Our free online Base Calculator allows you to convert numbers between different number bases instantly. Whether you need to convert from decimal to binary, hexadecimal to octal, or any other base conversion, our tool provides accurate results with real-time conversion and comprehensive validation.

What is Number Base Conversion?

Number base conversion is the process of changing a number from one number system (base) to another. The most common number systems include:

Binary (Base 2): Uses only digits 0 and 1, fundamental in computer science
Octal (Base 8): Uses digits 0 through 7, commonly used in computing
Decimal (Base 10): The standard number system using digits 0-9
Hexadecimal (Base 16): Uses digits 0-9 and letters A-F, widely used in programming

How to Use the Base Calculator

Enter your number: Type the number you want to convert in the input field
Select source base: Choose the current base of your number (e.g., 10 for decimal)
Select target base: Choose the base you want to convert to (e.g., 2 for binary)
View result: The converted number will appear instantly in the result field

Conversion Examples

Decimal to Binary:

255 (base 10) = 11111111 (base 2)

Hexadecimal to Decimal:

FF (base 16) = 255 (base 10)

Octal to Binary:

377 (base 8) = 11111111 (base 2)

Mathematical Formula

The conversion process involves two main steps:

Convert to Decimal: \[ \text{Decimal} = \sum_{i=0}^{n-1} d_i \times b^i \] Where \(d_i\) is the digit at position \(i\) and \(b\) is the base.
Convert from Decimal: Divide the decimal number by the target base repeatedly and collect remainders.

Supported Number Bases

Our calculator supports conversion between bases 2 through 36:

Bases 2-10: Use digits 0 through (base-1)
Bases 11-36: Use digits 0-9 and letters A-Z
Special bases: Binary (2), Octal (8), Decimal (10), Hexadecimal (16)

Common Use Cases

Computer Programming: Converting between binary, octal, and hexadecimal
Digital Electronics: Working with binary representations
Mathematics Education: Understanding different number systems
Data Analysis: Converting data between different representations
Cryptography: Working with different base encodings

Features of Our Base Calculator

Real-time conversion: Results update instantly as you type
Input validation: Ensures valid characters for each number base
Error handling: Clear error messages for invalid inputs
Copy functionality: Easy copying of results to clipboard
Base swapping: Quick swap between source and target bases
Educational content: Built-in guide and examples

Frequently Asked Questions

What is the maximum number I can convert?

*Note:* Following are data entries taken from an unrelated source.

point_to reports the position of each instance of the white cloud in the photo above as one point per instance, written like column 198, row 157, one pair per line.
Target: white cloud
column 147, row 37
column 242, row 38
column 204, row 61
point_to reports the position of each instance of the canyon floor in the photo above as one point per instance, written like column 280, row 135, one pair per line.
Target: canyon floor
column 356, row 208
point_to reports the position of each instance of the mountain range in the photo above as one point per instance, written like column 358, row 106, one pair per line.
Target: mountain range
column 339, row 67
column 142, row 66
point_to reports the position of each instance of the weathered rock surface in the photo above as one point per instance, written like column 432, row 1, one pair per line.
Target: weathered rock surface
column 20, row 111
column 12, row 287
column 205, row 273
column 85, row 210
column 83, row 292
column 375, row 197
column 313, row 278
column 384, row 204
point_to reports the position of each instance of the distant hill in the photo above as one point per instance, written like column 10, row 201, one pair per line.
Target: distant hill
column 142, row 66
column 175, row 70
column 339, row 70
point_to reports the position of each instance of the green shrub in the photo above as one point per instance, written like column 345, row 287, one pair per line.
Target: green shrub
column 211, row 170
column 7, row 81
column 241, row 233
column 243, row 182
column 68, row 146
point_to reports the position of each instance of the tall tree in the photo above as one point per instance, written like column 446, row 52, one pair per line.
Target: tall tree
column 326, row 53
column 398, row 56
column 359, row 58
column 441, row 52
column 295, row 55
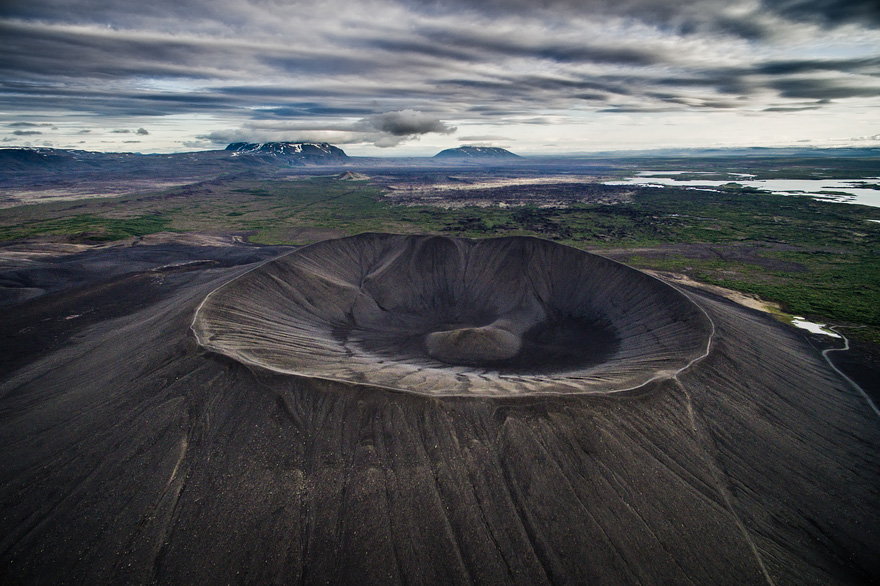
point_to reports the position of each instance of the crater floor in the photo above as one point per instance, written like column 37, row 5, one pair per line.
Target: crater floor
column 444, row 316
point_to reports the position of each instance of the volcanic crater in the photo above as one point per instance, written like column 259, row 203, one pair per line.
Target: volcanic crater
column 444, row 316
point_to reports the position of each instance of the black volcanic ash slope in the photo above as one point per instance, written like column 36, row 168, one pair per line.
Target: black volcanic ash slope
column 132, row 455
column 485, row 153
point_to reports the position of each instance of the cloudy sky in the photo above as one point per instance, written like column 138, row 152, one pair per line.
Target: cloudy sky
column 410, row 77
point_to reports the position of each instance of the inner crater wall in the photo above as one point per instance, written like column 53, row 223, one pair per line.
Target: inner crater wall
column 444, row 316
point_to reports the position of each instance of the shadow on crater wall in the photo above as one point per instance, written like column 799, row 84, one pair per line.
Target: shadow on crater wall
column 442, row 316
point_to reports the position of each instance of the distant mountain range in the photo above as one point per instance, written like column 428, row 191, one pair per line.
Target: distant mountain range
column 317, row 152
column 24, row 167
column 476, row 153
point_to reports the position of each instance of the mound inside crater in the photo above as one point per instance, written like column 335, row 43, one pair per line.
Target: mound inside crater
column 438, row 315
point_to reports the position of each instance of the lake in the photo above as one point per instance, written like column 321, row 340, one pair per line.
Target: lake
column 807, row 187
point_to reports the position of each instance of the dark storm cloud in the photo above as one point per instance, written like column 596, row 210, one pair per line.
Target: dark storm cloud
column 822, row 89
column 406, row 123
column 687, row 17
column 383, row 130
column 391, row 71
column 827, row 11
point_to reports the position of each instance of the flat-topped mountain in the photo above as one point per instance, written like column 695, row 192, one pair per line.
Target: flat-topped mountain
column 476, row 153
column 307, row 151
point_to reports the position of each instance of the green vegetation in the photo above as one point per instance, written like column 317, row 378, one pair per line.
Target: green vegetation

The calculator can handle very large numbers, limited only by JavaScript's number precision. For extremely large numbers, you might see some precision loss in the least significant digits.

Can I convert negative numbers?

Yes, the calculator supports negative numbers. Simply enter a negative sign before your number, and it will be converted while preserving the sign.

What characters are valid for different bases?

For bases 2-10, only digits 0 through (base-1) are valid. For bases 11-36, you can use digits 0-9 and letters A-Z (case insensitive). The calculator automatically converts lowercase letters to uppercase.

How accurate are the conversions?

The conversions are mathematically accurate. The calculator uses JavaScript's built-in parseInt() and toString() methods, which provide precise base conversion for all supported number ranges.

Can I convert between any two bases directly?

Yes, you can convert between any two supported bases (2-36) directly. The calculator first converts to decimal as an intermediate step, then converts to the target base.

What if I enter an invalid number for a base?

The calculator will display a clear error message indicating that the number contains invalid characters for the selected base. For example, entering "8" when converting from base 8 will show an error since base 8 only uses digits 0-7.